Maybe you can explain to me how ‘History of Russia, 1861 to 1917’ has made me a better computer engineer. I actually put effort into that class, quite a lot of it, read a bunch of books, wrote a bunch of papers, and somehow managed to understand Dr. Karapinka’s extremely thick accent and thousand words a second speech.

But I’ll be damned if I can figure out how knowing that this was the Tsarist period helped me out with digital logic.

Ethics was actually helpful. Principles of not designing stuff that harms people, studying engineering disasters and what could’ve been done to prevent harm to people. If only those professors had put as much effort into their class (the course had two professors) as Dr.
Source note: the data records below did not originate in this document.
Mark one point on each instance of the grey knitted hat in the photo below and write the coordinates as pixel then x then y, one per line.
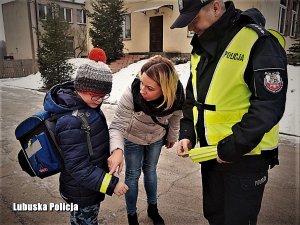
pixel 94 77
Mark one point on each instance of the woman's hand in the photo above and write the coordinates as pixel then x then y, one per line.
pixel 183 147
pixel 115 161
pixel 169 144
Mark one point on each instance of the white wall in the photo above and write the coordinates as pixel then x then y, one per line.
pixel 2 33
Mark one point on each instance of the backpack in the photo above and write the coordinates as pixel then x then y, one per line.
pixel 40 154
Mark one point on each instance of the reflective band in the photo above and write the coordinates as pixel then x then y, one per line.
pixel 279 37
pixel 33 147
pixel 195 118
pixel 105 183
Karapinka did.

As someone who teaches in the humanities, I’d argue that it’s made you a better computer engineer by virtue of having made you a better human being.

The misconception of students-as-customers (a piss-poor analogy, if you ask me) probably comes from administrators who have gotten MBAs and then fancy themselves as CEOs, running campuses like businesses. The attitude trickles down, and before you know it, you’ve got students who really think the professors are their employees.
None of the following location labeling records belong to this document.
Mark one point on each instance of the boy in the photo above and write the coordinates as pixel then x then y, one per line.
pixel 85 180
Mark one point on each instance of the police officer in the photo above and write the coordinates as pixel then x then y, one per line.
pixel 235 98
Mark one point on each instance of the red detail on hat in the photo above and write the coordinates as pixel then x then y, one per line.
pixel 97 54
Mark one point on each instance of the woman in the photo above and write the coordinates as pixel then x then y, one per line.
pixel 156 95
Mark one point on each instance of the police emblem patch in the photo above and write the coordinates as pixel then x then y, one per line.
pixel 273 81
It will be a sad day indeed if the administrations cave in to such “customers” and their demands and sense of entitlement.

I can assure you that my idea of teachers working for me does not come from a MBA nor becuase I am a CEO. It comes from the fact that I am PAYING for the teachers services. I not only pay for their service in teaching but to be graded on the skills that I acquire. The reason I pay to be graded is that I can then take these grades to a perspective employer as proof that I have mastered these skills.
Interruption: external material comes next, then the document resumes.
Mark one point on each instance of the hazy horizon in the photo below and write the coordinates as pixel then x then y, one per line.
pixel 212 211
No dear, you are not paying the teachers. You are paying the registrar for the privilege of attending their institution. The instructors are payed by the state.

Unless, of course, you are attending a private college, in which case I got nothin’ for ya.

Grants, endowments and alumni fund drives.

Tuition does not cover the entire cost of educating a student. And even if it did, you aren’t the only student in a class (or “customer”). Other students may wish their homework to be turned in and graded - for some people that may be the difference between a C and a B. A professor is not teaching to an individual, but teaching to a classroom, and most try their best to give students multiple methods of learning and showing competence - understanding that not everyone learns in the same way.

Past proof of competency is not proof of current competency as most people forget over time. And there are few things that don’t benefit from more practice - writing being a skill most professional writers believe they must practice and hone.

It made me a better human being? Being bored to tears regarding some point of history I have no interest in nor any reason to remember the details of made me a better human being? I guess I’m worse now, because I’ve forgotten everything but the name of the class and the professor who taught it.

I have two answers, both of which will sound pissy and intended to be attacks. Neither condition is the case, but I’m not sure how else to phrase them.

  1. Can you honestly say that you took a class in human nature and learned nothing about human beings?

  2. If nothing else, the class was useful because it reinforced the rightness of your career/academic decisions. That is, if it bored you to tears, then at least you learned that history (or at least that era/period) is not for you and that your decision to pursue ______ was the right one.